What if, for example, a government entity or a malicious hacker group or a hedge fund wanted to simply grind IOTA to a halt for no direct monetary gain of its own?

Without the central Coordinator, couldn't such a group just spam hundreds of thousands of conflicting transactions at random nodes in the tangle? Sure, there's a tiny bit of proof of work involved in every transaction, but it's supposedly minimal enough that a battery powered IoT device can handle it.

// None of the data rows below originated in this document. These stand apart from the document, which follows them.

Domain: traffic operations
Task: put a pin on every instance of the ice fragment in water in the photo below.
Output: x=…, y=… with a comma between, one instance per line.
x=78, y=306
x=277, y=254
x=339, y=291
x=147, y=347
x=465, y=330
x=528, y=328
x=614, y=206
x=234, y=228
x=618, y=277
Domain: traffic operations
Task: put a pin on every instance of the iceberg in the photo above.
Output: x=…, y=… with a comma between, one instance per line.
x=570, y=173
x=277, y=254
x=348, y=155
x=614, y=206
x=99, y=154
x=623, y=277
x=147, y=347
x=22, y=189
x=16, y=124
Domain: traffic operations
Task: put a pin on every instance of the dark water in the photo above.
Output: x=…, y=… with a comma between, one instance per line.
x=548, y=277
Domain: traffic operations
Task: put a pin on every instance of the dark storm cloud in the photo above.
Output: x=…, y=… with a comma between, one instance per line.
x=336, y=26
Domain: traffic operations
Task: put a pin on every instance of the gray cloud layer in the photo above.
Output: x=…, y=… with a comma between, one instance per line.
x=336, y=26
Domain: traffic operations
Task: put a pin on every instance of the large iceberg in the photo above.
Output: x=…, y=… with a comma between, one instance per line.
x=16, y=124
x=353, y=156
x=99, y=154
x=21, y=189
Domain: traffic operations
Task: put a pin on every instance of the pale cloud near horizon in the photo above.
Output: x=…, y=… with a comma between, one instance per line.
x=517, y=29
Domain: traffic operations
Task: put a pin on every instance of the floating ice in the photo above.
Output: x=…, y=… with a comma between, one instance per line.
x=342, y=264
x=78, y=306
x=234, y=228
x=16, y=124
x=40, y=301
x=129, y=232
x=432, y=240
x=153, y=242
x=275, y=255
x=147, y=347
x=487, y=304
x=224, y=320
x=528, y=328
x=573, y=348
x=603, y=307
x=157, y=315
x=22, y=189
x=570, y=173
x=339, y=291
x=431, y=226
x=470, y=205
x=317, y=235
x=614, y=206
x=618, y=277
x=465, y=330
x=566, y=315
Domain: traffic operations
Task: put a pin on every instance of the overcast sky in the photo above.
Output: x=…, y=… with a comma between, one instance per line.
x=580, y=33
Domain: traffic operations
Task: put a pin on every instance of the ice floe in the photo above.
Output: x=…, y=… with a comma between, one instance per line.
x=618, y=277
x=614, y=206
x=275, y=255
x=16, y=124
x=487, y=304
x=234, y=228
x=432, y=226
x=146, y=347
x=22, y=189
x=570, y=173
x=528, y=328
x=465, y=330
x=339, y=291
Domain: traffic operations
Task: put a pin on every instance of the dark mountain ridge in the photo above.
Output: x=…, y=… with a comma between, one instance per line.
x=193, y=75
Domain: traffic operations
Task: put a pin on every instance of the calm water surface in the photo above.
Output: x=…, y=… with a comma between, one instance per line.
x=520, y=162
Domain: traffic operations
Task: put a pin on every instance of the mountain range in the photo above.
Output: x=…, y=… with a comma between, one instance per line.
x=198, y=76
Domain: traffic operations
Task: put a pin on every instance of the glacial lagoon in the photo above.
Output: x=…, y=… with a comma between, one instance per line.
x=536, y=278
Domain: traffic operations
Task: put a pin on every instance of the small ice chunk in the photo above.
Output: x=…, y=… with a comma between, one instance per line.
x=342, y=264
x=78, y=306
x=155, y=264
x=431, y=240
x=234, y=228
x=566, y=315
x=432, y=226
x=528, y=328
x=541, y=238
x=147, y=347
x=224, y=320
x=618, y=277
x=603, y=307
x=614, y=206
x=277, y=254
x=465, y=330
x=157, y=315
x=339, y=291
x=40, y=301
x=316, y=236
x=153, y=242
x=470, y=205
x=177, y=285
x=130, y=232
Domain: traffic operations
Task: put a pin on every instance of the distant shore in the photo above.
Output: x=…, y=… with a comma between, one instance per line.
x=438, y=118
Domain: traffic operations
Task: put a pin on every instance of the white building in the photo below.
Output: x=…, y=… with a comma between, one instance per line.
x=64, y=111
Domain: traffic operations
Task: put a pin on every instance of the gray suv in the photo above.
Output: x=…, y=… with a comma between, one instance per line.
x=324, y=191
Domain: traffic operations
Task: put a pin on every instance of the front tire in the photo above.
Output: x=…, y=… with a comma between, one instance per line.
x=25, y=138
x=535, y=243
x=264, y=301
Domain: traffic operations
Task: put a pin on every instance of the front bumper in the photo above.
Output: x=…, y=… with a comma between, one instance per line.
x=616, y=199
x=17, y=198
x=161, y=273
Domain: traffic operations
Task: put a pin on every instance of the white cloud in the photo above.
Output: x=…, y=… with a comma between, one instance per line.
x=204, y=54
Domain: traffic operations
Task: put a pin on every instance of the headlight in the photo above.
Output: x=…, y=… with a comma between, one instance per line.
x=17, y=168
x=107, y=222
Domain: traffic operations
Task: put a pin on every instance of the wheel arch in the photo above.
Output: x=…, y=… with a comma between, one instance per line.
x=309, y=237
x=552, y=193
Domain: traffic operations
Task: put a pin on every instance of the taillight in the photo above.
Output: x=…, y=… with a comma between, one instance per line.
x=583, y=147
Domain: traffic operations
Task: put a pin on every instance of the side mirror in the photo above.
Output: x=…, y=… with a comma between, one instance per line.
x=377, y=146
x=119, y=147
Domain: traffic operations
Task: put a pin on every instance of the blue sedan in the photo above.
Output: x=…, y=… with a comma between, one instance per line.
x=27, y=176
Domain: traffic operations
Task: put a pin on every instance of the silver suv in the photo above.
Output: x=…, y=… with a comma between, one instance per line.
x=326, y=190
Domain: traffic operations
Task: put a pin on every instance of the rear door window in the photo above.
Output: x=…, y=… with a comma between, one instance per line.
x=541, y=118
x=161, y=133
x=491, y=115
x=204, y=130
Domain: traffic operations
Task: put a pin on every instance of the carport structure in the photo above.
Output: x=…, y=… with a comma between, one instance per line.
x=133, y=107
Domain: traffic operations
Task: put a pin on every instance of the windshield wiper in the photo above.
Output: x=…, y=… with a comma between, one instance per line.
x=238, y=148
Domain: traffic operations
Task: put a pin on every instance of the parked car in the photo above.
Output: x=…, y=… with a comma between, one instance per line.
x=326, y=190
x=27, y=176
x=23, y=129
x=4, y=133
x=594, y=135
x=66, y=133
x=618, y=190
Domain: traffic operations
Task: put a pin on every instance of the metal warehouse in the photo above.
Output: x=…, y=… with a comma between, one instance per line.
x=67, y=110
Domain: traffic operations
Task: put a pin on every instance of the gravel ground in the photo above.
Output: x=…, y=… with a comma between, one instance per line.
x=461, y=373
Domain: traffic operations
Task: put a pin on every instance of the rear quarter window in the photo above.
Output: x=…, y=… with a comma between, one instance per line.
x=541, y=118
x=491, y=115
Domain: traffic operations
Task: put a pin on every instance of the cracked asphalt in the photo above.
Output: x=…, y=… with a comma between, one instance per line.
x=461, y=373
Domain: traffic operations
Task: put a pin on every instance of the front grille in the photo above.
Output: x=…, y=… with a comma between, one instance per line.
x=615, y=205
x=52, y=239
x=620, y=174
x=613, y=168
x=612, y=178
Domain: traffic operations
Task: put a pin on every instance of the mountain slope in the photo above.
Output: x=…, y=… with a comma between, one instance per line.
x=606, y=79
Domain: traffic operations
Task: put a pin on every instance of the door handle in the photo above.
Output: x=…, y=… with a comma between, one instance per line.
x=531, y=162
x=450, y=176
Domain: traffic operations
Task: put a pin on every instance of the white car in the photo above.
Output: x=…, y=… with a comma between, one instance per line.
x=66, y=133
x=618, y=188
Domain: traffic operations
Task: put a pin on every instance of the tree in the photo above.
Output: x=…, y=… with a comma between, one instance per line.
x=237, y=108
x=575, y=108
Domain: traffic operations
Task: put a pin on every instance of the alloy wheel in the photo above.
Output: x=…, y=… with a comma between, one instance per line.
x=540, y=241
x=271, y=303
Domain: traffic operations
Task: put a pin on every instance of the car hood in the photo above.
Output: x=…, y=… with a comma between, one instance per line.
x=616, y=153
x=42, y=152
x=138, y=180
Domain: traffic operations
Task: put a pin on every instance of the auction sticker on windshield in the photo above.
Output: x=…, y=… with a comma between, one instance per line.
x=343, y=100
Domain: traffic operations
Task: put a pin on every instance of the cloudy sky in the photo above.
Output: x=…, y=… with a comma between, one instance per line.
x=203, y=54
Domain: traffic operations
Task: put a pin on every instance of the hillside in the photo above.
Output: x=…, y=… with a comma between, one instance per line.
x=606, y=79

In this scenario, wouldn't legit transactions pile up on top of all of the bad actor conflicting transactions? Then when enough nodes discovered the conflicting transactions, they'd have to discard all of the legit transactions as well. It's easy to imagine these conflicting transactions covering the tangle in muck, making it so few legit transactions could get through (and would therefore have to be reissued).

Without a central coordinator preventing such an attack, what's there to prevent it? Again, this has nothing to do with double spending.

  • You said that your scenario has "nothing to do with double spend". Ok, it means that those evil transactions have invalid signature ? In this case an honest node will never consider those evil tx as tip and no valid tx will be attached to them.
    – ben75
    Commented Dec 17, 2017 at 9:40
  • Conflicting tx and double spend is the same concept. As far as I undderstand your point, the only diff is the goal of the attacker.
    – ben75
    Commented Dec 17, 2017 at 9:50
  • 1
    I clarified the title. What I mean is that the attacker isn't trying to successfully double spend, but rather just trying to disrupt the network with double spend attempts.
    – Ian Fisch
    Commented Dec 17, 2017 at 10:04
  • Hi Ian, what is the difference to the attack scenario lex describes in his question?
    – Helmar
    Commented Dec 17, 2017 at 14:36
  • I think the questions are somewhat similar, but that one wasn't actually answered either.